Radiation therapy appears to significantly decrease local recurrence in premenopausal women with node-positive and luminal A tumors, based on an analysis of two small but independent randomized series reported at the 2013 European Cancer Congress in Amsterdam.1
“Though not definitive, our study suggests that these biologically slow-growing luminal A tumors may obtain the greatest benefit from regional radiotherapy. Thus, radiation should not be omitted in young patients with high-risk tumors,” said Tinne Laurberg, MD, of Aarhus University Hospital, Denmark.
Study Design
Luminal A tumors are associated with good prognosis but carry substantial risk for late locoregional relapse. The study tested the predictive value of intrinsic subtypes (as defined by the PAM50 classifier) for benefit from adjuvant radiation therapy among premenopausal women with node-positive tumors. Tumors were classified as luminal A, luminal B, HER2-enriched, basal-like, and normal-like.
Tumor samples (n = 232) were derived from two independent postmastectomy randomized adjuvant radiation trials with more than 20 years of follow-up—the British Columbia Randomized Radiation Trial (1979–1986)2 and the Danish Breast Cancer Group protocol 82b (1982–1989).3 In both trials, patients received adjuvant CMF (cyclophosphamide, methotrexate, fluorouracil) and were randomly assigned to postmastectomy radiation therapy or no radiotherapy. In the British Columbia trial, patients with estrogen receptor–positive tumors were re-randomized to receive oophorectomy, and 42 of them were included in this correlative study.
Both trials showed that radiation therapy lowered the incidence of locoregional recurrence and improved overall survival, in comparison to adjuvant chemotherapy alone.
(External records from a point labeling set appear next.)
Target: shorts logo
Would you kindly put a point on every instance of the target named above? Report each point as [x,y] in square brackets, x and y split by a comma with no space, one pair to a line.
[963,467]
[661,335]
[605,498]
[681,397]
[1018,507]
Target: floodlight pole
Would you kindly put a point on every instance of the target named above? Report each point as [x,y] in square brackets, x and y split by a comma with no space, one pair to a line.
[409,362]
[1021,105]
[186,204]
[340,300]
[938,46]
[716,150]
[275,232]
In the current analysis by intrinsic subtypes, patients with luminal A tumors had the greatest benefit for local control. Basal-like tumors appeared to derive some benefit, which warranted further investigation. Luminal B and HER2-enriched subtypes had few patients, and therefore limited power excluded the potential benefit, Dr. Laurberg reported.
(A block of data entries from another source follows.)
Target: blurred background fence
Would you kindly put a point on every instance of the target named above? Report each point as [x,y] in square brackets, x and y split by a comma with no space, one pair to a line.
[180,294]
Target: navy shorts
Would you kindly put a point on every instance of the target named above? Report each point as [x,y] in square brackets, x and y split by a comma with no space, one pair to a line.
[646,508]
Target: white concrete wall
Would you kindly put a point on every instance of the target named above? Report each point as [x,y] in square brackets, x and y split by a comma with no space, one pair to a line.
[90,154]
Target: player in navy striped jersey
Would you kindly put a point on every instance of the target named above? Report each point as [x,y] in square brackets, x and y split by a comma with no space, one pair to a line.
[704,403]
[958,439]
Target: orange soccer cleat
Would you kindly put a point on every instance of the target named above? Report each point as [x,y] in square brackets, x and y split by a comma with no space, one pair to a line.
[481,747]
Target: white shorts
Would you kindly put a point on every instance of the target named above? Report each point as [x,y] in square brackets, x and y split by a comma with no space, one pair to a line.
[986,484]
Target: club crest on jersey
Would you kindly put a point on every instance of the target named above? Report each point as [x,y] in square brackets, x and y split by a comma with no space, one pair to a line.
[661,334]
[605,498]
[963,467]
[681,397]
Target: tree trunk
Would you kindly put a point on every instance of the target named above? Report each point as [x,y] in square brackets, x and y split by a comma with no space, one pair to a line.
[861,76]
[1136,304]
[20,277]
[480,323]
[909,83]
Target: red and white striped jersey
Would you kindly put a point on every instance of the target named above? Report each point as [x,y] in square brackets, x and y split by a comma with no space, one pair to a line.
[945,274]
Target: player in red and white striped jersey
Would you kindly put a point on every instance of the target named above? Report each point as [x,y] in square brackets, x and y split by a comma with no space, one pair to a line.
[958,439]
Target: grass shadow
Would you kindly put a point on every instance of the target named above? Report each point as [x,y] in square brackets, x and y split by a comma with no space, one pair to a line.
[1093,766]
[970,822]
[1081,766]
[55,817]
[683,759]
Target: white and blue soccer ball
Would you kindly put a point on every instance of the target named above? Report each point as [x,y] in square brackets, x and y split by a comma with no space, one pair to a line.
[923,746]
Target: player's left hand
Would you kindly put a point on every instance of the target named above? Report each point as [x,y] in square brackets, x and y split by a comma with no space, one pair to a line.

In patients with luminal A tumors, locoregional recurrence-free rates were 90% with radiotherapy and 59% without (P = .04) in the British Columbia trial and 92% vs 50%, respectively
(P = .01), in the Danish trial. In patients with basal-like tumors, locoregional recurrence-free rates were 86% vs 36% (P = .03) and 60% vs 51%, respectively (P = .35), in the two trials.
Differences between the treatment arms were not statistically significant for the other subtypes. No differences in overall survival were observed in any of the comparisons.
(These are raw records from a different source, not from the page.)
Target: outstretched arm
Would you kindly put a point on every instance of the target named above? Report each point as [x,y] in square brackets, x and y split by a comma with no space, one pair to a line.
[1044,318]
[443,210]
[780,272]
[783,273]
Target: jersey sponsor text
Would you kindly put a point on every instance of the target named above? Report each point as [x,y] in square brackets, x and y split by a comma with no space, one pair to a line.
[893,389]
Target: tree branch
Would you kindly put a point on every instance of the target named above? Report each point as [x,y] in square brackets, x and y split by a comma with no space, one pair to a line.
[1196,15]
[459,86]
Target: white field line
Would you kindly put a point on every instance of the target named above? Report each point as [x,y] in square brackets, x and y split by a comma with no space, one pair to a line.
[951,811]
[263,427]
“Intrinsic subtype based on PAM50 is predictive for radiation therapy benefit among premenopausal high-risk patients, with radiation therapy lowering the incidence of locoregional recurrence among luminal A patients,” Dr. Laurberg concluded. “In this subanalysis within each subtype, the effect is clear, especially in luminal A tumors and maybe also in basal-like tumors. Radiotherapy is protective in luminal A tumors, with survival free of locoregional relapse in 90% of patients after 20 years, but for luminal B tumors there were no statistical significant differences observed for locoregional recurrence after radiotherapy compared to the control arm. For basal-like breast cancer, the protective effect of radiotherapy was seen only in the British Columbia cohort,” she added.
“Depending on confirmation, intrinsic subtyping may be useful to predict patients who may benefit from adjuvant radiation therapy,” Dr. Laurberg suggested. ■
Disclosure: Dr. Laurberg reported no potential conflicts of interest.
References
1. Laurberg T, Tramm T, Gelmon K, et al: 2013 European Cancer Congress. Abstract 1850. Presented September 28, 2013.
2. Ragaz J, Jackson SM, Le N, et al: N Engl J Med 337:956-962, 1997.
3. Marie Overgaard M, Hansen PS, Overgaard J, et al: N Engl J Med 337:949-955, 1997.